In the end, retention, engagement and satisfaction all come down to fit — whether the academic, career and social environment is one that matches the goals, abilities and motivation of the student. Sometimes, Van Koughnett says, coaching a student to success may mean that the student will conclude that there is a better fit somewhere else.

In the meantime, the Student Success Office counts on people like Seun Balogun to help students feel at home at Waterloo. As an International Peer Mentor, he meets regularly with his assigned students — one from Iran, two from China.

Their talks over dinner or coffee range from the joys and frustrations of courses, to making sense of jokes in English.

Balogun says he has grown from the experience, too, gaining leadership skills, a broadened cultural outlook and something else.

“It’s the satisfaction of helping somebody change their outlook on university,” he says.

The Right Fit


Feeling at ease in residence is as important to success as feeling good in class

Sometimes he’s a mediator.  Sometimes he’s resumé coach.  He is always a good listener.

For five terms, Amer Abu-Khajil has been a University of Waterloo don, an upper-year student who, besides working toward a degree, helps other students cross rough terrain on their own way to success.

“A lot of our role is pointing students to resources — I’m not a counsellor,’’ says Abu-Khajil, a fourth-year civil engineering student. “A big part of what we do is follow-up: ‘Did you have a chance to see somebody? What was the outcome? Is there anything I can do as a don?’”

Amer Abu-Khajil

This year, Abu-Khajil is among almost 100 dons at Waterloo. He lives in Columbia Lake Village South, which has a mix of first-year and upper-year students. It’s one of five on-campus communities.

Dons are supported by residence life co-ordinators, community co-ordinators and other staff at Housing and Residences, the department providing on-campus housing for more than 5,000 undergraduate and graduate students.
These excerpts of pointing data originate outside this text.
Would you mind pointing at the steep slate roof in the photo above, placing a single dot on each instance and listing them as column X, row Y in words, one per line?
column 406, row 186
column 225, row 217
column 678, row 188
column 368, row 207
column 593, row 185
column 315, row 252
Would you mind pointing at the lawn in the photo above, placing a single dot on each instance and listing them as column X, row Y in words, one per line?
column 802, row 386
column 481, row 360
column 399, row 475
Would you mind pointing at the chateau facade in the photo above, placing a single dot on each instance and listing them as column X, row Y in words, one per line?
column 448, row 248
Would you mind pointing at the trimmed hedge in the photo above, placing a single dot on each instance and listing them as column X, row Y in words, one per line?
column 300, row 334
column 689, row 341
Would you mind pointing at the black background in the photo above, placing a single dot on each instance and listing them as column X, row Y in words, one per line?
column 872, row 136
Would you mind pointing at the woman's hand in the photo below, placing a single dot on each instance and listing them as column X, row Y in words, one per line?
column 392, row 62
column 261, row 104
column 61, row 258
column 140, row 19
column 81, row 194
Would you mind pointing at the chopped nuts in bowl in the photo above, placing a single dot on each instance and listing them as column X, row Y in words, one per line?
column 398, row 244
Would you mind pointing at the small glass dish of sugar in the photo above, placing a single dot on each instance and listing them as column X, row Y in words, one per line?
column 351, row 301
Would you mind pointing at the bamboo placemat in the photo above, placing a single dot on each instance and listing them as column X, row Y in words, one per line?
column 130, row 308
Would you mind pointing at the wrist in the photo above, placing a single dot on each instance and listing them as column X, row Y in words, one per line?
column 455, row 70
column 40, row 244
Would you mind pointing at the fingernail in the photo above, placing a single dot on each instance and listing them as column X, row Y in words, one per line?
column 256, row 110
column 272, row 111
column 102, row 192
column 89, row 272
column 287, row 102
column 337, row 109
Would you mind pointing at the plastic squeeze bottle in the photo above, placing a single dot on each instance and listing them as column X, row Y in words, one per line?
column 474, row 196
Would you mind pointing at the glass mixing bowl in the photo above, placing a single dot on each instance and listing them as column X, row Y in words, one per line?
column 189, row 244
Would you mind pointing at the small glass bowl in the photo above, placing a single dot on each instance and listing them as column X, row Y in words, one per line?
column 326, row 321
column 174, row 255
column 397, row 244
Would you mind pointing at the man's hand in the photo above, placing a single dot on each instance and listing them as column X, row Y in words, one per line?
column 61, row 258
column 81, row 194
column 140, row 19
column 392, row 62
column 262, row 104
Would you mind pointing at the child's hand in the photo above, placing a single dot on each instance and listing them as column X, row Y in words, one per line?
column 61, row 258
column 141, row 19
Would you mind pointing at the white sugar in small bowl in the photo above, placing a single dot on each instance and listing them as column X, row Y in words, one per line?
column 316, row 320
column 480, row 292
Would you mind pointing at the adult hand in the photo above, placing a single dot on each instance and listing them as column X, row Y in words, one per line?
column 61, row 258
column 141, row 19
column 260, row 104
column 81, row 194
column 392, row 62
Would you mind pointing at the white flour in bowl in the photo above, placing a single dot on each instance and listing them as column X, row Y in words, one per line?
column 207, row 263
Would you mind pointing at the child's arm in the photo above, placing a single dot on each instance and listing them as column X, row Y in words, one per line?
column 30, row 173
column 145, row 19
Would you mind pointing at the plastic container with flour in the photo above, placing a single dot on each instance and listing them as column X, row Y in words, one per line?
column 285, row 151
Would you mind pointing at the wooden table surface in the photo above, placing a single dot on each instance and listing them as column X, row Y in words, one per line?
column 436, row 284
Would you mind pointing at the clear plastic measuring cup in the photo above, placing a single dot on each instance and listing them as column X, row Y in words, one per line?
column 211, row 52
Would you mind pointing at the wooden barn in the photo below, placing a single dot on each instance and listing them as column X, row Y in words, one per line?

Together they keep the link between housing and achievement taut and secure. The department’s lead brochure bears the title, Students Success, and staff operate under a theme — “The Right Fit,” with a mission statement that stresses personal and academic success for students. Students have people to talk to, outlets for stress relief, opportunities to live and study with classmates in similar programs, and lots of internet connectivity.

“Residence life is one of the most recognized elements of the university experience,’’ says Alex Piticco, director, Student Development and Residence Life. “One thing that hasn’t changed over the years is the importance of peer mentors — students who have been through it.”

Abu-Khajil and his residence-life teammates organize such events as karaoke nights, coffee houses and movie nights to build a sense of belonging. Drawn into a conflict, they urge each side to view the issue from the other’s perspective, then encourage both to come up with a joint solution.

Besides taking away a bachelor of applied science degree, Abu-Khajil expects to leave Waterloo in April with a solid set of people skills.

“When they finish here, they are very capable, competent professionals,’’ Piticco says of his team of dons. “They, at times, deal with very heavy stuff.”

Some of the ways Waterloo supports student success:

  • Working with the Federation of Students and faculties, Student Success helps about 6,700 students flow into first year
  • Support services — including SHADOW, now known as International Peer Mentors — are offered to about 4,500 international students
  • The Writing Centre assisted 2,000 students — under-graduates and graduates — with assignments in 2012
  • VeloCity enables entrepreneurial students to live and innovate collectively as they try out ideas for new products
  • Success Coaching, launched in 2011, offers one-on-one mentoring to help students set academic, career and life goals
  • Connecting with students online or through group sessions keeps administrators tuned into state of the student experience at Waterloo.